When Mr Kirchner took office as president in 2003, Cristina Fernandez was a senator in Congress, where she actively supported her husband’s policies. Cristina cemented her political position in the congressional elections of 2005. Taking 46% of the votes, she won in the province of Buenos Aires in a contest dubbed “the wives’ duel”, beating her main rival, Hilda Gonzalez, the wife of the former President Eduardo Duhalde (2002-2003).
During Mr Kirchner’s administration, there was almost no decision taken in which she did not have a say, her influence exceeding that of an ordinary lawmaker.
During the first days of her presidency, Argentina’s relations with the United States deteriorated as a result of allegations made by a United States assistant attorney of illegal campaign contributions. Kirchner and Venezuelan president Hugo Chavez called the allegations “a trashing operation” and part of a conspiracy orchestrated by the U.S. to divide Latin American nations.
In March 2008, Kirchner’s government introduced a new sliding-scale taxation system for agricultural exports, effectively raising levies on soybean exports to 44% from 35% . This led to a nationwide lockout by farming associations with the aim to force the government to back down on the new taxation scheme. As a result, on March 25, thousands of demonstrators banging pots massed around the obelisk in the capital and in front of the presidential palace. Protests extended across the country.
Kirchner’s inflexible handling of the protests and reluctance to review the policies that sparked the protest have led some people to claim that it is her husband, predecessor in office and current leader of the Justicialist Party who contols her administration. Mrs. Kirchner sent the project of sliding-scale taxation system for agricultural exports to the National Congress to be convalidated as a national law, in an attempt to solve the problem according to the rules of the Argentine Constitution. The project was approved by the Lower Chamber, and sent to the Senate for final approval; however, after a 36-36 tie, Vice President Julio Cobos, who must act as President of the Senate and decide in case of a tie, voted against the project.
As of February 2009, Cristina Kirchner’s approval rating was of 28%, ranking as the third least popular South American Presidents, only above Peruvian president Alan García and Manuel Zelaya of Honduras.
President Cristina Kirchner is a member of the Council of Women World Leaders , an international network of current and former women presidents and prime ministers whose mission is to mobilize the highest-level women leaders globally for collective action on issues of critical importance to women and equitable development. She is also known as a campaigner for human rights and Women's rights.

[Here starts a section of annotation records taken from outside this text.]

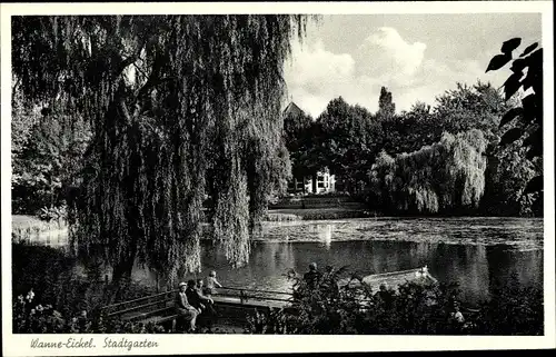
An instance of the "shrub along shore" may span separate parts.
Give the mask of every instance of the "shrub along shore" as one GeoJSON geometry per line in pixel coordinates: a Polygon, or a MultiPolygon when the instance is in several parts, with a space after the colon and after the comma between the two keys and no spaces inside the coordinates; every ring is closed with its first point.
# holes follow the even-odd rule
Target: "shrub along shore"
{"type": "MultiPolygon", "coordinates": [[[[103,285],[71,270],[73,258],[59,249],[13,244],[13,333],[157,334],[163,326],[102,319],[103,285]],[[24,257],[28,257],[27,259],[24,257]],[[30,258],[30,257],[33,258],[30,258]],[[44,267],[48,267],[47,269],[44,267]]],[[[543,335],[542,289],[510,282],[469,311],[459,304],[457,285],[406,282],[394,289],[339,288],[349,271],[327,270],[316,288],[294,279],[296,314],[278,310],[251,316],[247,334],[368,335],[543,335]],[[361,306],[360,301],[367,301],[361,306]],[[358,303],[359,301],[359,303],[358,303]],[[458,315],[458,311],[461,315],[458,315]]],[[[355,277],[356,278],[356,277],[355,277]]],[[[153,294],[132,284],[122,300],[153,294]]],[[[200,333],[227,333],[209,330],[200,333]]],[[[237,331],[237,329],[236,329],[237,331]]]]}

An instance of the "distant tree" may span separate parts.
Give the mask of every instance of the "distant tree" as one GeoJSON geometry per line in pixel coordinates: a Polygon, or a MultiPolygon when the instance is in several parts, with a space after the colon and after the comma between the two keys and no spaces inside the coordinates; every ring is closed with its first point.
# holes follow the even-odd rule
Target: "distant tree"
{"type": "Polygon", "coordinates": [[[284,118],[284,142],[289,151],[291,175],[296,178],[312,176],[324,165],[318,155],[318,130],[309,115],[288,112],[284,118]]]}
{"type": "Polygon", "coordinates": [[[146,264],[200,269],[202,204],[228,260],[249,258],[279,162],[284,61],[307,17],[13,17],[26,99],[86,118],[92,138],[70,236],[125,288],[146,264]],[[254,175],[247,175],[255,172],[254,175]],[[207,176],[216,175],[208,189],[207,176]]]}
{"type": "MultiPolygon", "coordinates": [[[[507,146],[523,138],[522,146],[527,147],[525,157],[542,167],[543,158],[543,49],[538,42],[528,46],[517,58],[513,52],[522,44],[520,38],[513,38],[503,43],[500,54],[493,57],[486,72],[498,70],[512,61],[512,75],[504,82],[505,99],[509,100],[520,88],[530,93],[522,99],[522,107],[512,108],[500,120],[499,126],[513,126],[500,139],[500,146],[507,146]],[[540,165],[539,165],[540,163],[540,165]]],[[[543,175],[532,178],[524,192],[543,191],[543,175]]]]}
{"type": "Polygon", "coordinates": [[[415,152],[381,152],[371,171],[373,205],[390,212],[476,209],[485,189],[486,145],[483,132],[473,129],[446,132],[415,152]]]}
{"type": "Polygon", "coordinates": [[[82,119],[40,110],[14,96],[12,107],[12,210],[38,215],[66,205],[77,185],[81,158],[90,139],[82,119]]]}
{"type": "Polygon", "coordinates": [[[371,115],[365,108],[348,105],[344,98],[332,99],[317,118],[326,166],[355,191],[366,181],[376,152],[376,136],[369,136],[371,115]]]}
{"type": "Polygon", "coordinates": [[[385,119],[393,118],[396,113],[396,105],[393,101],[391,92],[388,88],[380,88],[380,97],[378,98],[378,116],[385,119]]]}

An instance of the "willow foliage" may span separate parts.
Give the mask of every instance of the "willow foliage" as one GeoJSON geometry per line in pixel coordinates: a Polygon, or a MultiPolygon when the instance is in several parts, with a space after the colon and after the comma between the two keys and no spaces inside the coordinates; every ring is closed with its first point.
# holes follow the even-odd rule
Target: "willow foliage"
{"type": "Polygon", "coordinates": [[[375,194],[395,210],[478,207],[485,189],[486,146],[483,132],[473,129],[445,132],[439,142],[394,158],[383,151],[371,170],[375,194]]]}
{"type": "Polygon", "coordinates": [[[137,259],[168,281],[180,265],[198,270],[208,192],[217,239],[232,264],[245,262],[249,227],[284,169],[282,66],[306,20],[13,18],[21,91],[91,122],[70,205],[77,247],[103,256],[116,279],[137,259]]]}

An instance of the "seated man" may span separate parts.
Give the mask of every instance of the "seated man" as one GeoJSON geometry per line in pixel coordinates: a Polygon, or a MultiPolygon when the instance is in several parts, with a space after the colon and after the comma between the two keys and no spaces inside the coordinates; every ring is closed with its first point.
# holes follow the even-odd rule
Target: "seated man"
{"type": "Polygon", "coordinates": [[[199,292],[195,280],[187,281],[186,295],[189,304],[201,313],[207,311],[208,306],[212,304],[211,298],[208,298],[199,292]]]}
{"type": "Polygon", "coordinates": [[[208,297],[203,294],[203,287],[205,281],[202,279],[197,279],[197,294],[199,295],[199,298],[201,299],[201,304],[205,306],[205,309],[210,316],[216,316],[217,313],[215,310],[215,300],[212,300],[211,297],[208,297]]]}
{"type": "Polygon", "coordinates": [[[189,330],[195,331],[195,324],[197,321],[197,316],[200,314],[200,309],[195,308],[189,303],[186,294],[186,286],[185,282],[179,284],[179,291],[176,295],[176,310],[180,315],[180,319],[189,321],[189,330]]]}

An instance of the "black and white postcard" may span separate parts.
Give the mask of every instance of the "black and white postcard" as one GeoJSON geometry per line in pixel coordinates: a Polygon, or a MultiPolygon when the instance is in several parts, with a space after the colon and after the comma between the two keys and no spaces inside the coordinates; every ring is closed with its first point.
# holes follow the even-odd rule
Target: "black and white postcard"
{"type": "Polygon", "coordinates": [[[3,354],[556,347],[553,40],[550,1],[2,4],[3,354]]]}

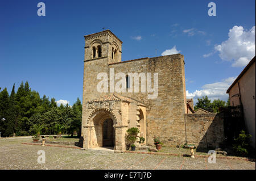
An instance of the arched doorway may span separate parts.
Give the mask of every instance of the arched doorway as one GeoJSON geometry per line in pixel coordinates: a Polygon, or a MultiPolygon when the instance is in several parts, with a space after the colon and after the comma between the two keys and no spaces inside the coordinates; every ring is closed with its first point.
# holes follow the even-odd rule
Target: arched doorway
{"type": "MultiPolygon", "coordinates": [[[[85,126],[88,148],[112,147],[115,149],[115,116],[106,109],[96,110],[90,116],[89,124],[85,126]]],[[[86,137],[85,137],[86,139],[86,137]]]]}
{"type": "Polygon", "coordinates": [[[114,147],[115,144],[115,133],[112,119],[106,119],[102,124],[103,146],[114,147]]]}
{"type": "MultiPolygon", "coordinates": [[[[141,109],[139,110],[139,132],[141,136],[146,139],[146,124],[144,115],[141,109]]],[[[145,143],[145,142],[144,142],[145,143]]]]}

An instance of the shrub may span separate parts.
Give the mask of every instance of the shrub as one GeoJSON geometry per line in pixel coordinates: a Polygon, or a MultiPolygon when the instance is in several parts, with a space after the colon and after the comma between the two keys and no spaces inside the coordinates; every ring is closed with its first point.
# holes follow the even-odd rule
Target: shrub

She has been compared to Eva Peron, Argentina’s legendary first lady of the late 1940s and early 50s. She has rejected this comparison although in one interview she described herself as an “Evita of the hair in a bun and the clenched fist before a microphone” (the typical image of Eva Perón during public speeches) more than with the “miraculous Eva” of her mother’s time, who had come “to bring work and the right to vote for women”.